In the biomedical field, a significant proportion of preclinical research data sets are not robust enough to translate into successful clinical programs and a lot of resources are wasted on research that turns out to be irreproducible.
In this paper, published in Cell Systems in July 2019, Mario Niepel and colleagues from five different research centers have attempted to reproduce the results of an assay in which cultured cells were treated with anti-cancer drugs. Their lack of success highlights the importance to identify which factors and variables most likely affect the outcome of an experiment and should therefore be considered when planning, conducting and reporting biomedical studies.
In the initial experiments, the results showed drug potencies that could vary up to 200-fold between research centers. The researchers identified several technical factors which could (partially) explain the obtained discrepancies. For example, different methods for measuring cell numbers were used and it was found that cell counts using a microscope did not correlate well with measuring ATP levels in lysed cells. Groups also used different image-processing algorithms to count live cells. Furthermore, cell culture plates in which cells were grown showed edge effect artefacts from uneven evaporation of culture media and temperature gradients, which led to variation in results between labs.

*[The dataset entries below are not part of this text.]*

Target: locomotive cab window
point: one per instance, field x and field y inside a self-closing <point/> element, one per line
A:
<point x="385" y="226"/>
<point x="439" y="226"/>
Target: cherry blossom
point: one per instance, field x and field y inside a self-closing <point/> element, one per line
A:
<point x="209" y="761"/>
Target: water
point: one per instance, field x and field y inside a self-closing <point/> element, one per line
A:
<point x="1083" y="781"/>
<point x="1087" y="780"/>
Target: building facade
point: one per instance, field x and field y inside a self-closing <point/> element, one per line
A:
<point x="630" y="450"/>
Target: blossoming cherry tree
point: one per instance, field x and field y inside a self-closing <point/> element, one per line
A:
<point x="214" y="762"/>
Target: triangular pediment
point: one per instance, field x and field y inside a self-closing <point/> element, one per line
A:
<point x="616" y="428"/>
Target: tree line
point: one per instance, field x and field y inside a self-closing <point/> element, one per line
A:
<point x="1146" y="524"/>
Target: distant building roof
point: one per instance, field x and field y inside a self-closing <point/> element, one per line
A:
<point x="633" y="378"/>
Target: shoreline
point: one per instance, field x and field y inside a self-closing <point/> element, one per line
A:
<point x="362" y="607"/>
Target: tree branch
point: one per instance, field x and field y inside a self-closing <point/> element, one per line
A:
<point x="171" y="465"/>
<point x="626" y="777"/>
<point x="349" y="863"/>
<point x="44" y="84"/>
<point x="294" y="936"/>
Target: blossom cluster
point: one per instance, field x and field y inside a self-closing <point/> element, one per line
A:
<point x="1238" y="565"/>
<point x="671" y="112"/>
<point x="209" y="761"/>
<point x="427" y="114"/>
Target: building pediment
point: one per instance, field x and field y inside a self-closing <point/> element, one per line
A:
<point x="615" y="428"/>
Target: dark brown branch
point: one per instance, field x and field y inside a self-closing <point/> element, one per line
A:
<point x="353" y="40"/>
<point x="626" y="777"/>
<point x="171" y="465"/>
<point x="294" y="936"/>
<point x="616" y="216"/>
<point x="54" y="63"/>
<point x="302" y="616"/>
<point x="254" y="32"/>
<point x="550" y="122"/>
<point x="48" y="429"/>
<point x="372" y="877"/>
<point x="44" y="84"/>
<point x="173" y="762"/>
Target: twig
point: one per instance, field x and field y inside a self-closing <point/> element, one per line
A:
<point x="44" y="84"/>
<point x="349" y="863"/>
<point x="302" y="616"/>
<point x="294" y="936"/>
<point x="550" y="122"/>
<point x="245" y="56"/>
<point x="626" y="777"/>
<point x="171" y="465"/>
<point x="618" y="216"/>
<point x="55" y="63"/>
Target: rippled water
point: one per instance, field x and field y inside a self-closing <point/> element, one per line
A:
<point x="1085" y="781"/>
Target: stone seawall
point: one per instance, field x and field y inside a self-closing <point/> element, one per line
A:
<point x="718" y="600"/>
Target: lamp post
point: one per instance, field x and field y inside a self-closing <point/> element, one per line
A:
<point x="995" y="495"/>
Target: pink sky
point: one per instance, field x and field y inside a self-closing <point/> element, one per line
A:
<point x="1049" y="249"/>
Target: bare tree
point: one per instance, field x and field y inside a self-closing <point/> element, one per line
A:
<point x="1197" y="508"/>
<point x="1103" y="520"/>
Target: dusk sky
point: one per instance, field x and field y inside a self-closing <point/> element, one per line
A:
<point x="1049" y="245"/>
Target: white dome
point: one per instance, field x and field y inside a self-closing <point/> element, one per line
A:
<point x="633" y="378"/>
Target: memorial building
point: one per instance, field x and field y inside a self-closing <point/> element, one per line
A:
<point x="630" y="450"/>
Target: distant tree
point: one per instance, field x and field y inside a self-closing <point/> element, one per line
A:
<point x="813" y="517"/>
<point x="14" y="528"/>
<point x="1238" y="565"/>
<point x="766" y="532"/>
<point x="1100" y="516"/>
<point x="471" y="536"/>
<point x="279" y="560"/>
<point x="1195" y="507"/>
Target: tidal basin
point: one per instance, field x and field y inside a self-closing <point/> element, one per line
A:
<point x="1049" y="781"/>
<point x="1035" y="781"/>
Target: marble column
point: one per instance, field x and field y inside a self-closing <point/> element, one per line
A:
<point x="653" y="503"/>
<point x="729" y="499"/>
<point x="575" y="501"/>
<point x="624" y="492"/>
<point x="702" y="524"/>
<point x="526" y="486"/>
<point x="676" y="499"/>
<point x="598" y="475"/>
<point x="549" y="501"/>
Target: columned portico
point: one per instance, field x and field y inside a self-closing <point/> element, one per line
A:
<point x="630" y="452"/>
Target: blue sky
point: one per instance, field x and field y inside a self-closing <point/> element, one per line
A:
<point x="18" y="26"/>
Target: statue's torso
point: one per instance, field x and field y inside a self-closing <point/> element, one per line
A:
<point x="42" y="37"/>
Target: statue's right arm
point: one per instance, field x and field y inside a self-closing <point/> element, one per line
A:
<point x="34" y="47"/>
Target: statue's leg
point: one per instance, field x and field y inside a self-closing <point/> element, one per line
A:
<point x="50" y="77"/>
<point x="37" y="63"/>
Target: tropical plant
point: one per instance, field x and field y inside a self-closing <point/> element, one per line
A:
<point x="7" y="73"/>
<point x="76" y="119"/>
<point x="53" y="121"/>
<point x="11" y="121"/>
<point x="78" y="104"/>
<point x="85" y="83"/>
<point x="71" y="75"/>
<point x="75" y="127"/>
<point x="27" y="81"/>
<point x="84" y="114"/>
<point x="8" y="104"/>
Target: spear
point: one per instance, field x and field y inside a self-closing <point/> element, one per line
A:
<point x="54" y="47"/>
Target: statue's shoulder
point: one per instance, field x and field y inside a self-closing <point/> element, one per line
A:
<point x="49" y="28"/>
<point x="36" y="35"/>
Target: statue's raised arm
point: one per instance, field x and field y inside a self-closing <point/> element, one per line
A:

Once the teams addressed these issues using a more standardized protocol and randomization steps for cell culture plates, the within-group and between-group robustness of experiments increased but results were still more consistent between scientists from the same group than from different groups. According to the authors, this could be due to possible differences in pipetting technique, variations in equipment, or ignoring the protocol because “counting cells is such a simple procedure that different assays can be substituted for each other without consequence.”
Following the protocol exactly is only part of the story. Another important part of understanding reproducibility is that many experiments depend on some biological or technical factors that are unknown and therefore unmeasured. However, ultimately, the point is not to just get reproducible effects – the point is to get reproducible results that are robust to subtle changes in the experiment and are therefore able to support successful translational drug discovery programs.